News about the Boy Scouts
has not been good lately. That is why the writer
Paul Theroux knocked out an op-ed piece, "
Troop Therapy," for the
New York Times.
Reflecting on his 1950s boyhood, Theroux remembers,
But we were keenly aware that being a Boy Scout allowed us to shoot guns, build fires and take overnight camping trips on our own. In every sense it was revenge of the nerds. You have a curve ball; I can hit a bull’s-eye with my .22.
We were bookish, but in nonacademic ways. My interests were fingerprinting, Native-American skills and customs, rock climbing, map reading, canoeing and marksmanship. All of those represented merit badges that I studied for and earned. My Indian Lore badge taught me more about that aspect of American history than I was learning at school.

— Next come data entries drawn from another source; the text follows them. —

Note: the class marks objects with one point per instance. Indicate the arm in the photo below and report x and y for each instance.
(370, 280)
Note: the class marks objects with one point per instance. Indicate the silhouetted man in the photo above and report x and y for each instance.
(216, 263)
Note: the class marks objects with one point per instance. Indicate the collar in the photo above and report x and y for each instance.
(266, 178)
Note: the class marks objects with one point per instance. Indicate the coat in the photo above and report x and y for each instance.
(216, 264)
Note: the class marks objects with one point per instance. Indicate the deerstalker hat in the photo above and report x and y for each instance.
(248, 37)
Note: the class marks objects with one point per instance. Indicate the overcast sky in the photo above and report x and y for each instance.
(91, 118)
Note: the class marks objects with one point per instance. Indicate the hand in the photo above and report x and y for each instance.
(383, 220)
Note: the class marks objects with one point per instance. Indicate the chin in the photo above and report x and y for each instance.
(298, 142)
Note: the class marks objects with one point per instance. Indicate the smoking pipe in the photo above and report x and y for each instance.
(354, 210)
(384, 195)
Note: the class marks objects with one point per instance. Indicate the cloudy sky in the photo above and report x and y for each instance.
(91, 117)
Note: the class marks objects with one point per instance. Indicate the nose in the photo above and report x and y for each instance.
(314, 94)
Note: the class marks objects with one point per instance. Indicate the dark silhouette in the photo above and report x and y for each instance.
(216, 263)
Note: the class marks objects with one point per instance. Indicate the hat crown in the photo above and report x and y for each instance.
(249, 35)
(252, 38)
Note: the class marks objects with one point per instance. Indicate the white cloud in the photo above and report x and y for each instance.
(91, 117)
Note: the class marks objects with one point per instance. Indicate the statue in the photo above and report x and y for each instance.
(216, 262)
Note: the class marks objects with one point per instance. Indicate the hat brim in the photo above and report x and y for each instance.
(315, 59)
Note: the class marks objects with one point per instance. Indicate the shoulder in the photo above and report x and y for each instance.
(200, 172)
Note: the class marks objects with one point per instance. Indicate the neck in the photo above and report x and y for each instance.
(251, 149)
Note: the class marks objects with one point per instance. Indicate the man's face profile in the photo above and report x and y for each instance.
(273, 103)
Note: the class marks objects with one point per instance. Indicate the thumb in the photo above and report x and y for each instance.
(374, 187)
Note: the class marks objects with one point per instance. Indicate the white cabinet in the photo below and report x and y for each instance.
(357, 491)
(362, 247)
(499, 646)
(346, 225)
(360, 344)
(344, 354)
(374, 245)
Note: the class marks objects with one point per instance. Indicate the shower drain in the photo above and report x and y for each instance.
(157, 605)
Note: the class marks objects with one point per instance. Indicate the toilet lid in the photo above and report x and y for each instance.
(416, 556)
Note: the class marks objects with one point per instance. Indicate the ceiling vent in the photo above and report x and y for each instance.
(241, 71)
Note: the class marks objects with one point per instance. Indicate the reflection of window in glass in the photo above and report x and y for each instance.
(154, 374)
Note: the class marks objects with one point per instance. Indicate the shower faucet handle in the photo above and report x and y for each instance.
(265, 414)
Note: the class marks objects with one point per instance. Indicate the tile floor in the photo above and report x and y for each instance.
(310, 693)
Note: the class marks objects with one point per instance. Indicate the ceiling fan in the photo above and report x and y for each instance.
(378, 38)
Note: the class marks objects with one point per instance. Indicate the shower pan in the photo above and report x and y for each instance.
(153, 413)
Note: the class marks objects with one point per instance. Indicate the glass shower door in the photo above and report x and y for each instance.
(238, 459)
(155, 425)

And this wasn’t warmed-over “cowboys and Indians” fare: from the beginning the Boy Scouts taught respect for Native Americans, their values, as well as reminders of their victimization — indeed, their genocide.
Stifled by the hearty and the homoerotic in jock culture, I found refuge in the Boy Scouts, and an outlet for my love of hiking and swimming and solitude. It was important for me to separate myself from my parents. While other mothers and fathers cheered on their children at ballgames, we were on our own — two or three of us on an all-day hike, or target shooting up at the Stoneham sandpits.
Scouting taught him useful skills, independence, and a philosophical self-reliance:
Then, and later, when an adult mentioned the Scouts with a snobbish snigger, I would think: you have no idea. I also thought: you’re afraid to let go of your children. Liberated by the Scouts, I had the confidence to be independent and was allowed to discover my identity in a way that I never could have through team sports.
(I posted on
my own Scouting experience earlier.)
Kind of related: former members of the
Highlander Boys, a Denver-area youth group,
remember good experiences in a group that died in the 1970s.
[Kurt] Davis recalls a rifle range, a camera and debate club, mess hall, basketball tournaments, tumbling classes and twice-a-year drill competitions. . . .
Summer brought trips to the Highlander camp near Cold Creek Canyon. The kids slept in Quonset huts or field tents, depending on rank, rode horses, practiced riflery and archery, and fished for rainbow trout in Carter Lake. "Boy heaven," as Davis puts it.
The group was non-sectarian, inexpensive, and perhaps more racially integrated than Denver Boy Scout troops in that era,
but its drill-team aspect became suddenly unfashionable during the Vietnam War era, when "progressives" shunned all things military:
In the late 1960s, at the height of the Vietnam War, the organization faced criticism for its military uniforms, the use of wooden rifles and its emphasis on military discipline and drill. Some referred to the boys as "young fascists."
Funny how the now grown-up boys don't remember it that way.